Done by rolling the person backwards and forwards, with a minimum of two people. Manual handling training states that you raise the hydraulic bed to a safe working height for staff, but when you have staff members of different heights on each side of the bed, it's very easy to place the bed at slightly the wrong height for one colleague. Over years and years of working, the cumulative wear and tear builds up.
Then the rolling. When you are concentrating on reassuring and calming someone in bed during care, your focus is on them and their dignity, not your own back, and that's how you hyperextend your back. Especially with larger people. It's the work of a second to stretch just a little bit too far for their convenience, and this is something you're doing day-in, day-out.

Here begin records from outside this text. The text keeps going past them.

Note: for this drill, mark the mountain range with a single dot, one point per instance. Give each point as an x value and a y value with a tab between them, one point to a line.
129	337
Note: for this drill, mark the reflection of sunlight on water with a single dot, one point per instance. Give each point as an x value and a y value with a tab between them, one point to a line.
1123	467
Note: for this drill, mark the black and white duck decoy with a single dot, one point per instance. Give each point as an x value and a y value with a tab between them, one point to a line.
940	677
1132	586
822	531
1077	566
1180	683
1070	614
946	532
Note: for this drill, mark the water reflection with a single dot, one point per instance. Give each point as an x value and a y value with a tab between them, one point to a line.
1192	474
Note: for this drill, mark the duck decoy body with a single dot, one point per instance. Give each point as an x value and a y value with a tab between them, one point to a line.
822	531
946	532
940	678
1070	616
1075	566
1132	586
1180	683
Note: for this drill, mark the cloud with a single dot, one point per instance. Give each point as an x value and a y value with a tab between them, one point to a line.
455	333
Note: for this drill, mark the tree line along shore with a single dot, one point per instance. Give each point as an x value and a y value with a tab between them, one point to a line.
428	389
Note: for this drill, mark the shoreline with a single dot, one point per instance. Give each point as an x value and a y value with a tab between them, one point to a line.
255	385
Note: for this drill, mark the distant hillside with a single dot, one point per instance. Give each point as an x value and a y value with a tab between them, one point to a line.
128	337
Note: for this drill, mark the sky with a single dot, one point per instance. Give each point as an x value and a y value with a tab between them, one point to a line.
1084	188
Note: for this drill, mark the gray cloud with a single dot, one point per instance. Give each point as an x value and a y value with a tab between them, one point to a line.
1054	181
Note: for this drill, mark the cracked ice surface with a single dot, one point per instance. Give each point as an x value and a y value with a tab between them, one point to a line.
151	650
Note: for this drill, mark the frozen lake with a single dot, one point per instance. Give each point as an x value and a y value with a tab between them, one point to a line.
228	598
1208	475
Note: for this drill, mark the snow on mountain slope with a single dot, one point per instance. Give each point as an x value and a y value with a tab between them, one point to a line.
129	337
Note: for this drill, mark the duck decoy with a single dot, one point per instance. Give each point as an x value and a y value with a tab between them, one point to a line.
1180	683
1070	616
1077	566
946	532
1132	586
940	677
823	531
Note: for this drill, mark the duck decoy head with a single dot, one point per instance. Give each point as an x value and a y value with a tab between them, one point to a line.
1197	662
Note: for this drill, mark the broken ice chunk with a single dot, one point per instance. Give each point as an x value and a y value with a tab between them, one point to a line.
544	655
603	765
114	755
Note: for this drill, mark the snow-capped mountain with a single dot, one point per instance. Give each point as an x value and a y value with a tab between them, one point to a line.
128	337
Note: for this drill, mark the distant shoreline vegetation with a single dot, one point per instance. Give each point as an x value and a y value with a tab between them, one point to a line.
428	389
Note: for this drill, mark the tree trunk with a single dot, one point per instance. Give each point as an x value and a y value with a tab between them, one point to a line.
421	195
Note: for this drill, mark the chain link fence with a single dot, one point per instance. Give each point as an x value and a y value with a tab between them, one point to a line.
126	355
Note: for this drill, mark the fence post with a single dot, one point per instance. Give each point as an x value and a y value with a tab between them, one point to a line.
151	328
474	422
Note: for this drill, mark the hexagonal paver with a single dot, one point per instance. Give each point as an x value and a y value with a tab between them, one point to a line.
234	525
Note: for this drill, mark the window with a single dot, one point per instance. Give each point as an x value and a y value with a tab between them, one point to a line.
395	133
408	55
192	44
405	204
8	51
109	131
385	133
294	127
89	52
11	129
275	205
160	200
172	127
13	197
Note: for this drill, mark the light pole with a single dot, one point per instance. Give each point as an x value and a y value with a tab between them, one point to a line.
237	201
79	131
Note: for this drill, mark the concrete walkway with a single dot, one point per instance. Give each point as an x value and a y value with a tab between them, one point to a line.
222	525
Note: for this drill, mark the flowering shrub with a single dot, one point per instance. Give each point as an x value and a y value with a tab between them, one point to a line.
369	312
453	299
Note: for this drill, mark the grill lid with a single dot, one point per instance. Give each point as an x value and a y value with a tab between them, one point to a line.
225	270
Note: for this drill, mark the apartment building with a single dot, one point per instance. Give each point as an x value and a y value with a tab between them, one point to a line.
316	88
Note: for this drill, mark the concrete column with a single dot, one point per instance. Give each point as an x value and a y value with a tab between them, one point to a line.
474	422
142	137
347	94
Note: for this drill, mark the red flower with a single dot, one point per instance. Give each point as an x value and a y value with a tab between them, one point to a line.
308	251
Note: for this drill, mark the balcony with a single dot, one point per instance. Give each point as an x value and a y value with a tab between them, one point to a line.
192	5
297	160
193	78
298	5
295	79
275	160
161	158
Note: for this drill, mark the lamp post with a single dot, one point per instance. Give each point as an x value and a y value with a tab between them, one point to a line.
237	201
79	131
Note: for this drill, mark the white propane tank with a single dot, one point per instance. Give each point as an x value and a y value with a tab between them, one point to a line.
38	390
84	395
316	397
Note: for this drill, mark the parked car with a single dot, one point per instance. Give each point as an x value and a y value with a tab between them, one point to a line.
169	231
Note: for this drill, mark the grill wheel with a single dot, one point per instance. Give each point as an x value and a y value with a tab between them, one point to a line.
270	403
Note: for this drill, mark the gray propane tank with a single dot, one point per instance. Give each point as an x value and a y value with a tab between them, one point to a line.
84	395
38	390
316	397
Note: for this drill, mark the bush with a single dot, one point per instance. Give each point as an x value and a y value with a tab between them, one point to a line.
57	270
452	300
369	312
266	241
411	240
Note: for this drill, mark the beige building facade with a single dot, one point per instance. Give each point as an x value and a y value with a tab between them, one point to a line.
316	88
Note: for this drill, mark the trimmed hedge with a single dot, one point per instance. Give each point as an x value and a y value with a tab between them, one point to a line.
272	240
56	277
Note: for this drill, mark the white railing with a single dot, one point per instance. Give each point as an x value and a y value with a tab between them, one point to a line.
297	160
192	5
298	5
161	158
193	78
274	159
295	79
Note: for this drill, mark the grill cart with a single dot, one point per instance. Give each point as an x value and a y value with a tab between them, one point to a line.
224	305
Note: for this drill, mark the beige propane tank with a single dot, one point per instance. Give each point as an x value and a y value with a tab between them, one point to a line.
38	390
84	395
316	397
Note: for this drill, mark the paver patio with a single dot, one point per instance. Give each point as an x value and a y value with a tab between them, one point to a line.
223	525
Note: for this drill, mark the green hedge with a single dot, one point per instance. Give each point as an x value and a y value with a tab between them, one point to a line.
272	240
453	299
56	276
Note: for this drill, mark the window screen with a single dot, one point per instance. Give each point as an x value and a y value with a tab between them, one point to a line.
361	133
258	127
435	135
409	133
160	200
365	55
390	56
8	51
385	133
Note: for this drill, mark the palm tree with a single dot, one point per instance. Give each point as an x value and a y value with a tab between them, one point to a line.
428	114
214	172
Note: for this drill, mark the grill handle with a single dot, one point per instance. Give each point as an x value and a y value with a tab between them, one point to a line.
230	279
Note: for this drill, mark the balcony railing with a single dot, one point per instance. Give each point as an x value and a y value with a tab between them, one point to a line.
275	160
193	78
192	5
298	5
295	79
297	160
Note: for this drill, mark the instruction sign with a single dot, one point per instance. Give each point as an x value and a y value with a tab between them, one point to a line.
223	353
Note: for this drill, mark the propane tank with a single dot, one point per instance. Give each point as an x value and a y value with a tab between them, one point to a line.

Cumulative wear and tear.
iii) Pushing wheelchair-users up steep inclines like steep ramps. Again, cumulative wear and tear.
iv) Awkward positions. When you're looking after people, you end up sitting and standing in suboptimal positions because it keeps the other person safe/comfortable. And then the next day, you do it again. For example, I spend hours of my life in awkward positions over the course of the week so I can help people to eat, dress, and wash with dignity. There's no machinery that squats down for you to put someone's fungicidal cream on their toes after their shower.
There are going to be more examples than this, but this is what comes to mind.